There is a convergence of history, culture, thought and politics of the Latin America people as portrayed in the accounts of both Menchu and Gonzalez. There is a surprising conformity between both texts’ respective discursive positions on four topics; the problem of the overseer, who rises up over his own ethnic group, the negative impact of alcohol among indigenous communities, the conundrum of language and culture with respect to education and the turn toward violence as a response to internal colonialism (Ward 401). These explain exactly who the people are.

Critique

Examinations and review of Menchu’s work have revealed startling inconsistencies, exaggerations, and embellishments. Walford in Truth, Lies, and Politics in the Debate over Testimonial Writing writes that Menchu embellished facts and invented incidents to promote her cause to have stretched the truth to promote her cause (Walford 113). Stoll, an anthropologist studying the Quiche Maya of Guatemala, reveals that the land feud that was supposedly between the Quiches and the Ladinos was, in fact, a long-standing family feud between Menchu’s father and his in-laws. He also claims that Menchu had not witnessed the death of her two brothers and that her account of the deaths was inaccurate. He revealed that she most likely had a formal education, equivalent to tenth-grade education and as has a result learned Spanish as a child (Walford 115).
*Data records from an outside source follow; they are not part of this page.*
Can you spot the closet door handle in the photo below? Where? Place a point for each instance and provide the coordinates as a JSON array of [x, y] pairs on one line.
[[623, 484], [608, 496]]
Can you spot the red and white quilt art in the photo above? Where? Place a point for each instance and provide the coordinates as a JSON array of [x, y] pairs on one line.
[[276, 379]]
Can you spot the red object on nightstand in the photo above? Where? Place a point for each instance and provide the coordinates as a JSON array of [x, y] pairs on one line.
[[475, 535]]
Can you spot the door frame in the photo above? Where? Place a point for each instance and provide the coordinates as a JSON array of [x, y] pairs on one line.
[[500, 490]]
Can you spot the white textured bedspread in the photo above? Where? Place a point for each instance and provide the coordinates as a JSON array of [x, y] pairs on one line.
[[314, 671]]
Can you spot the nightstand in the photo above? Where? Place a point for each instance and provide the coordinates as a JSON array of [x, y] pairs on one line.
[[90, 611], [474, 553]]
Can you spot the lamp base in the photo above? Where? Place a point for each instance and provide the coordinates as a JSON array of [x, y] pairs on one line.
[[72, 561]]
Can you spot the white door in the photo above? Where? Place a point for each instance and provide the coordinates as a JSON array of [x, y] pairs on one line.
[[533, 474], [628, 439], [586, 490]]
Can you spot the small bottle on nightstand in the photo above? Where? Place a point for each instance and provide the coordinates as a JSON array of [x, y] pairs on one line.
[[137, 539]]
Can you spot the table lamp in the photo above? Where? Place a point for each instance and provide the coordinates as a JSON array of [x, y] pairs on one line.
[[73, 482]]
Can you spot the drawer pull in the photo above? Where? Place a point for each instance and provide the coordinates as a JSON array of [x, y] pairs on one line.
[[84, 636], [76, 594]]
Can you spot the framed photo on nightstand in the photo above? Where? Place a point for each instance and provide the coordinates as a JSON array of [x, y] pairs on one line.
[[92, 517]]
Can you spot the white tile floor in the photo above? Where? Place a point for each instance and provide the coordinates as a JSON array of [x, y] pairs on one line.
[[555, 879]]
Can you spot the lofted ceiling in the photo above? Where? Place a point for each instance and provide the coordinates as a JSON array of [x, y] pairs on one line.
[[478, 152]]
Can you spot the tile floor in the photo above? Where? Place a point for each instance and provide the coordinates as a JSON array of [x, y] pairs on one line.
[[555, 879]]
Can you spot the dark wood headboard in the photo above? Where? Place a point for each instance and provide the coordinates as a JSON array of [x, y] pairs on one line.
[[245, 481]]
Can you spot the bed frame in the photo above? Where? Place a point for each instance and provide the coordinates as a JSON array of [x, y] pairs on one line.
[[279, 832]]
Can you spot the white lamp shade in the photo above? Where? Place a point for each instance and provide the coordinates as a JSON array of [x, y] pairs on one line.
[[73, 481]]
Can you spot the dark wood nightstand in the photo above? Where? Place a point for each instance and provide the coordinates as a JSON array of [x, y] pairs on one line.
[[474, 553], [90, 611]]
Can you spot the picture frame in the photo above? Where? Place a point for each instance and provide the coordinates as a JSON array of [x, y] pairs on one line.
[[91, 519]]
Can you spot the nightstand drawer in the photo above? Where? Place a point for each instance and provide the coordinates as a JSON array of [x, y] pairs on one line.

Perhaps the most damning of all is Stoll’s discovery is that she did not mention her training in Marxist political theory and the family’s long and active involvement with guerrillas.

John A Clark in The Problem of Truth in Educational Research: The Case of the Rigoberta Menchu ’Controversy’ questions the truth of the account of Menchu’s life based on the findings of Stoll, where Stoll found that Menchu favored, when it suited her, politics over truth (Clark 12). Pelaez in The Guatemala Reader argues that the idea that all Ladinos are bad, and all Indians are good as put forward by Menchu is incorrect and a mental trap. The reason is that there exists other facets of the struggle in the Guatemala society (Pelaez 132). For that reason, there are many factors that have to be considered before the individuals can be respectfully understood.

Conclusion

Menchu’s bravery and determination shine throughout the text, and the fact that this book was instrumental in alerting the whole world to the plight of the indigenous Guatemalans. The fact that necessary action was taken is a win for Menchu. Although at times she shows double standards she is always fighting for the rights and honor of her people.

Works Cited

Clark, John A. “The Problem of Truth in Educational Research: The Case of the Rigoberta Menchu ”Controversy.“ (2007): 15.

Menchu, Rigoberta. I, Rigoberta Menchú: An Indian Woman in Guatemala. Verso; Second Edition edition (January 12, 2010), 2010.

Pelaez, Severo Martinez. The Guatemala Reader: History, Culture, Politics. Duke University Press Durham and London, 2011.

Walford, Lynn. ”Truth, Lies, and Politics in the Debate over Testimonial Writing:The Cases of Rigoberta Menchu and Binjamin.“ The Comparatist, Volume 30 (May 2006): 113-121.

Ward, Thomas. ”Manuel González Prada and Rigoberta Menchú: Measuring Indegismo through Indigenous Thought.“ Hispania, Volume 95, Number 3 (2012): 400-423.